The only grounding element to all these mind-melting, freaky-deaky excursions from reality is Jeffrey (Alex Stage), the actual janitor at the ‘Meroposa Art School For Gifted Young Ladies’ where Anne teaches. Clearly harbouring an erotic interest in Anne while being too polite and solicitous to be creepy about it, Jeffrey checks in every so often on how Anne is coping, and looks out for her, thus anchoring, however momentarily, her psychogenic fugue to his own stability.

Club MC Jason Johnson (playing himself) introduces a karaoke act on stage with the words: “I’m gonna show you something new tonight, something ethereal, something trippy, something you haven’t ever seen before.” His words might as well be describing Sister Tempest itself, but in their immediate context they refer specifically to the film’s other main character, Ginger Breadman (Linnea Gregg, star of The God Inside My Ear). Ginger’s very forename both marks her as a double for redhead Karen, and combines with the surname Breadman to suggest her status as a mere confection.

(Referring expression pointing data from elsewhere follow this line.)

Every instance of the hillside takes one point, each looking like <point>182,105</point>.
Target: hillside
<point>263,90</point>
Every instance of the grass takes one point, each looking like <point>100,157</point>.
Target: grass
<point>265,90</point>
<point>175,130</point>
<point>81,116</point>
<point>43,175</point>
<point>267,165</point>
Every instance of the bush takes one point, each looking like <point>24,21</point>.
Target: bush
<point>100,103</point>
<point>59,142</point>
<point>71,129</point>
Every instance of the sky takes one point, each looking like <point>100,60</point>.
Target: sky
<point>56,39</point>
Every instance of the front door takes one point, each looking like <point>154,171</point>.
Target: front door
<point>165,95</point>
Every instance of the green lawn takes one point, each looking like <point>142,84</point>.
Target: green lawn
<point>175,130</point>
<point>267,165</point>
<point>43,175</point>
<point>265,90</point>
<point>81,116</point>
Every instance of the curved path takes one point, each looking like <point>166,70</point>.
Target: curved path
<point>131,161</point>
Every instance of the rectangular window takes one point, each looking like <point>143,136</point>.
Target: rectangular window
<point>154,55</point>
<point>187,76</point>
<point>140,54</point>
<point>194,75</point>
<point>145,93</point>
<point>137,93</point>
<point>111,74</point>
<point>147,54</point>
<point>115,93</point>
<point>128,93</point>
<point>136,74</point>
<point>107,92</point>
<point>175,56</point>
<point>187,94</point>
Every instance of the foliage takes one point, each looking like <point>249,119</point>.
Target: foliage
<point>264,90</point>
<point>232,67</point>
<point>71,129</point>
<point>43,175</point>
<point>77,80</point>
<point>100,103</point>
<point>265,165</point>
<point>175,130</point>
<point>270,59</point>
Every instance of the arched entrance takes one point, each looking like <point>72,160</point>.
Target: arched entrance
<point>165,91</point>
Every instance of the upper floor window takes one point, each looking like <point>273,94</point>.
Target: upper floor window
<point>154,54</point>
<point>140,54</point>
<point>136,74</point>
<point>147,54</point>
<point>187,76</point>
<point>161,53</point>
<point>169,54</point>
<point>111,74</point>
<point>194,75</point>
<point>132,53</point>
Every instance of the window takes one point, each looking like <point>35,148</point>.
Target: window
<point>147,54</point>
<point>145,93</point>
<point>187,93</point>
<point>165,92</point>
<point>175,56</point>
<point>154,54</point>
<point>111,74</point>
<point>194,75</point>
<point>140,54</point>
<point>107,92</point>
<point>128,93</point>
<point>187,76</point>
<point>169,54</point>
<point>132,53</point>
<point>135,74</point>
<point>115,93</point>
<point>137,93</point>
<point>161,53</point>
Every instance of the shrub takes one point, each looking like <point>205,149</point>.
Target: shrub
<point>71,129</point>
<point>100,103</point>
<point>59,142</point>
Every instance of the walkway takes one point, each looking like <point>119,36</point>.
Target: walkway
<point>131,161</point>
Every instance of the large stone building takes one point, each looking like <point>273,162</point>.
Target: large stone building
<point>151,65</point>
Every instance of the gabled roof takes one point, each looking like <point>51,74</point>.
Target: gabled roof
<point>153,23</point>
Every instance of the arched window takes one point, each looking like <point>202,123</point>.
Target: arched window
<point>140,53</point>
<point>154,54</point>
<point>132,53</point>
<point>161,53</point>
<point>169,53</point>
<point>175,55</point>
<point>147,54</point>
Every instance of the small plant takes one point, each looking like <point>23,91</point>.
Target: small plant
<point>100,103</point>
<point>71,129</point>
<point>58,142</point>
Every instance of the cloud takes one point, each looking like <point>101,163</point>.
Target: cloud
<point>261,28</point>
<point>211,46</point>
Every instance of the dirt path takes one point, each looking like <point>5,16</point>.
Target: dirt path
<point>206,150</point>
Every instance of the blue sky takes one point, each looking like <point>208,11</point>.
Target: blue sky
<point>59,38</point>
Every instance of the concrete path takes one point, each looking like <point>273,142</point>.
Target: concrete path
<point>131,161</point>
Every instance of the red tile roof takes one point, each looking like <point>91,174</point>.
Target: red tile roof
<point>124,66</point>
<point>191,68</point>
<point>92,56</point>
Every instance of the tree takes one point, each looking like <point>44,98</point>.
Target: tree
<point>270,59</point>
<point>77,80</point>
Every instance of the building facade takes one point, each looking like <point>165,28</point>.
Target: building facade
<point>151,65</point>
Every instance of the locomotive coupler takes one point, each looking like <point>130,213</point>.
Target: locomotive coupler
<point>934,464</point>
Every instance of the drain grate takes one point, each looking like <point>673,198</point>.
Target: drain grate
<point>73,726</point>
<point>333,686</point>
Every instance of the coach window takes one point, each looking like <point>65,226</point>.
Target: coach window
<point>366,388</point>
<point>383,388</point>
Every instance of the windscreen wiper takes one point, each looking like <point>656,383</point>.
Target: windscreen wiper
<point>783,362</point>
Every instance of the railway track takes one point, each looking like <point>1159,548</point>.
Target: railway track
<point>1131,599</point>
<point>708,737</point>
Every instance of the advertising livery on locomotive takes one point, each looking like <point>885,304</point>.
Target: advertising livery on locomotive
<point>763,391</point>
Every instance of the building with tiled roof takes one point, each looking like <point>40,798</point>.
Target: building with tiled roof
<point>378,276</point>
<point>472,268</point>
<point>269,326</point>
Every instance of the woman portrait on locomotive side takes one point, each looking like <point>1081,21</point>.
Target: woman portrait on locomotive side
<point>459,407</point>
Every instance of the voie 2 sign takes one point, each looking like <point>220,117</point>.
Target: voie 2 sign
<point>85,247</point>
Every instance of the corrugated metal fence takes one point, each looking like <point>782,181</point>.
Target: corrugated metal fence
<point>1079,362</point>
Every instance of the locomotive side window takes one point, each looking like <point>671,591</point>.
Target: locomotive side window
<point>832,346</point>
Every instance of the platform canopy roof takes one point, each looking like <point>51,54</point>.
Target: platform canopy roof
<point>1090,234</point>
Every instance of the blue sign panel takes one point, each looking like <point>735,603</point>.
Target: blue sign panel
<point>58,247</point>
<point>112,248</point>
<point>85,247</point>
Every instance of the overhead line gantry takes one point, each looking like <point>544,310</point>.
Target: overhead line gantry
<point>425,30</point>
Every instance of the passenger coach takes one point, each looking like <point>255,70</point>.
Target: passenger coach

Ginger joins Anne’s art class as a student, and soon becomes Anne’s best friend and constant companion, even moving into the domestic spaces that Karen has left vacant. “It was like looking in a mirror,” Anne says of her new roomie – but if Ginger reflects Anne, she also, as she slowly transforms into a murderous vampire, manifests Anne’s hidden aggressive, carnivorous, bloodthirsty side. Soon Anne and Ginger are fighting it out for supremacy in the house, as both seek cures for their emergent ugliness. The conflict between these two women – akin to a sibling rivalry – is ultimately an internal one, in a film where nearly everything is solipsistic and psychologised, as we follow a single (if two-headed) Lynchian ‘woman in trouble’.

Anne’s inward adventures, expressly compared to those of Alice in Wonderland, are suitably surreal, as this struggling artist becomes trapped ‘in the circle of the creative’, a prisoner of, and exile to, her own artistic imagination. To escape, Anne must choose who she wishes to be, and the doors through which she wishes to pass. It is a story of grief and guilt, delusion and denial, love and redemption – and despite all  the wild digressiveness, oneiric imagery and postmodern play in Sister Tempest, at its heart are deep-seated if repressed emotions that must, along with a closeted truth, be confronted. As Jeffrey puts it to Anne, “You have to get that crazy bitch out of your house!” Here, however,  the eviction of Ginger is a therapeutic process – or perhaps a Kafkaesque trial – of introspection and purification in which Anne must finally see what she has done and take leave of her own darker self.   

As an involuted  narrative in which for the most part ‘nothing really happens‘, Sister Tempest may (at two hours) be a little on the long side, but the self-indulgence of a film which is as original and inventive as this – and which, in a way, is about a kind of self-indulgence – should be embraced with forgiveness. Following so much craziness, you may be surprised how much you are moved by the end.